Ada yang pro dengan penghapusan subsidi dengan dalih menyelamatkan fiskal. Ada yang juga yang kontra dengan peningkatan anggaran subsidi dengan dalih menyelamatkan daya beli masyarakat.
Perdebatan transisi energi di kalangan politis masih berkutat di seputar kulit luar saja. Retorika energi hijau masih sebatas himbauan lembut mengatasi perubahan iklim sehingga rumah tangga serta bisnis akan mendapat manfaat darinya melalui harga yang lebih rendah.
Padahal banyak konsekuensi yang harus disipakan sekaligus dicarikan solusinya. Artinya publik harus diberi pengertian bahwa transisi energi mutlak diperlukan, tetapi dalam proses transisi energi akan terjadi anomali ekonomi seperti disinflasi yang perlu juga disosialisaikan dengan lantang.
Perang melawan perubahan iklim menyiratkan bahwa harga bahan bakar fosil harus dipertahankan di level yang tinggi.
Hal ini dilakukan untuk mengarahkan migrasi konsumsi energi fosil ke energi terbarukan. Bisa dibayangkan, harga energi fosil akan dirancang semakin mahal dan terus meningkat jika kita ingin memenuhi tujuan kesepakatan iklim Paris.
Sayangnya, saat ini energi terbarukan belum terbukti cukup terukur untuk memenuhi permintaan yang meningkat pesat.
Kombinasi kapasitas produksi energi terbarukan yang tidak mencukupi dalam jangka pendek, investasi yang lemah dalam bahan bakar fosil dan kenaikan harga karbon berarti bahwa kita berisiko menghadapi masa transisi yang mungkin berlarut-larut di mana tagihan energi akan meningkat.
Hal ini bukan berarti menyarankan agar pemerintah memperlambat perang melawan perubahan iklim.
Bagaimanapun, bahwa transisi akan memiliki konsekuensi yang tidak diinginkan. Sebagian besar pemerintah di dunia masih berfokus pada dampak perubahan iklim terhadap stabilitas keuangan, daripada konsekuensi dari transisi energi itu sendiri.
Greenflation akan memiliki konsekuensi fiskal dan moneter.
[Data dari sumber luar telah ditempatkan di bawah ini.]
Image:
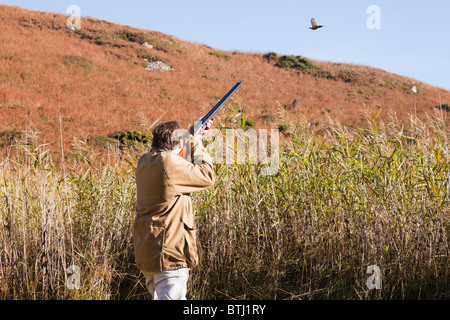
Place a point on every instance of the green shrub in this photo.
(295, 62)
(78, 61)
(271, 56)
(220, 55)
(103, 140)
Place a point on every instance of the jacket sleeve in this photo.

Jika kita ingin menyelesaikan perubahan iklim, kita perlu melakukannya sambil pada saat yang sama melindungi ekonomi global dari guncangan energi yang ekstrem.
Oleh sebab itu, perlu langkah reformatif dan bauran kebijakan dalam menekan laju inflasi energi.
Pertama, kebijakan fiskal juga memiliki peran penting dalam menyangga guncangan pasokan saat ini.
Langkah ini harus tetap konsisten melindungi masyarakat yang paling terdampak dalam proses transisi hijau, terutama penyesuaian kebijakan subsidi BBM.
Menyelamatkan fiskal negara dan daya beli masyarakat perlu diposisikan dalam prioritas yang setara. Tak elok memutuskan kebijakan tanpa menimbang empati bagi masyarakat yang terdampak.
Mereka harus dilindungi dan diselamatkan dari bibir jurang kemiskinan energi sebab merekalah yang paling menderita dari harga energi yang lebih tinggi.